The ideal technology to estimate vital signs would involve sensors with no direct contact with the patient, providing several advantages over traditional methods because no subject participation is required to set the equipment up, it requires no skin preparation, causes no skin irritation, decreases the risk of infection, and has the potential to be seamlessly integrated into the patient’s lifestyle.

Several technologies have been proposed for non-contact monitoring of vital signs from Radar-based systems to non-contact ECG using capacitive coupling electrodes. During the last decade, with the cost of digital video cameras continuing to decrease as the technology becomes more ubiquitous, research in non-contact vital sign monitoring has expanded through the use of off-the-shelf video cameras. Video cameras can be found in laptops, mobile phones, set-top boxes and television sets in patients’ living room, opening up new possibilities for the monitoring of vital signs.

Video-based vital sign monitoring extends the concepts of traditional photoplethysmography using the multiple photosites present in an imaging sensor to record the blood volume changes associated with the cardiac cycle. These physiological changes result in a waveform known as photoplethysmographic imaging (PPGi), from which vital signals such as heart rate, respiratory rate, oxygen saturation (SpO2) and other can be estimated [11, 29]. Figure 26.7 shows a 15-s sample of PPGi alongside PPG and IP signals measured using conventional monitoring equipment. The patient was undergoing haemodialysis treatment at the Churchill Hospital in Oxford. During this period the patient had a heart rate of 60 beats/min and a respiratory rate of 15 bpm, both of which can be computed from both the conventional monitoring equipment and the camera using the methods explained in this chapter.

Fig. 26.7
figure 7

A 15-s sample of data from a patient undergoing haemodialysis treatment at the Churchill Hospital in Oxford. a Reference PPG waveform from a Nonin pulse oximeter, b extracted photoplethysmographic imaging (PPGi) waveform from a video camera, c reference impedance pneumography (IP) respiratory signal, d respiratory signal extracted from the PPGi waveform. During the period the patient had a heart rate of 60 beats/min and a respiratory rate of 15 breaths per minute (bpm)

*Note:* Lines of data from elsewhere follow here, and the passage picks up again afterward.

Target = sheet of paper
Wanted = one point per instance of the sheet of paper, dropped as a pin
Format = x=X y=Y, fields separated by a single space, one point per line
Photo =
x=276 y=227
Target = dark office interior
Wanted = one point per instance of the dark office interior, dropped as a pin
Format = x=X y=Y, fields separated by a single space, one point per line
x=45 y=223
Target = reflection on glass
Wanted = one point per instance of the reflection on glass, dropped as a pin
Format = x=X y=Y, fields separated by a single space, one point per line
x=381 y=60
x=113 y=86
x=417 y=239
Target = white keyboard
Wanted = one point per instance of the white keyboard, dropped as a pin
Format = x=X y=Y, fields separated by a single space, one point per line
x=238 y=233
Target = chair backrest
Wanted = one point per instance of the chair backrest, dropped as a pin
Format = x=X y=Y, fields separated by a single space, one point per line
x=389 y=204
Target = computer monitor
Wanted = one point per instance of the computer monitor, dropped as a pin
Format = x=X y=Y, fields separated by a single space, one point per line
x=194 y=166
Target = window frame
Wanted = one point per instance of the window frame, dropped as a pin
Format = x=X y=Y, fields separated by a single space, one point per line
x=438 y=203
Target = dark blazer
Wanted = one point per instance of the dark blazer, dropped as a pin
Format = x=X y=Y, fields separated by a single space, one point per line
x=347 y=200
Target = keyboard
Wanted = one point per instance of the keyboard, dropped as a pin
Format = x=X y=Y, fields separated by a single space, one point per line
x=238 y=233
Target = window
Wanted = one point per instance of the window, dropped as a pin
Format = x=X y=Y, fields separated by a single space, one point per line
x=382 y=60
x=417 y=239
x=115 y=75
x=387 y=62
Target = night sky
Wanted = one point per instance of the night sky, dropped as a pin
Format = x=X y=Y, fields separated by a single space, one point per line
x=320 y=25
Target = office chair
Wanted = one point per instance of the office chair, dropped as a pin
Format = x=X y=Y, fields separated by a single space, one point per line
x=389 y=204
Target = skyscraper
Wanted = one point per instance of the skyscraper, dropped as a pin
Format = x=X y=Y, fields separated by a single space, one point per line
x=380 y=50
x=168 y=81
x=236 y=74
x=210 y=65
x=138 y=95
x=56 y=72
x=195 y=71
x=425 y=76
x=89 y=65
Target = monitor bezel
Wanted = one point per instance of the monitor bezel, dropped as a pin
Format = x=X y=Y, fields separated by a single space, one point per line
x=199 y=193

Decades of extensive research from the computer vision community have helped to develop imaging systems that are capable of complex computations (such as face detection, identity access control or other object tracking), are interactive (such as motion/gesture and body tracking in games) and can perform complex 3D reconstruction operations. Therefore, video-based vital sign monitoring has the potential to expand the role vital sign monitoring beyond that which can be met by traditional pulse oximetry.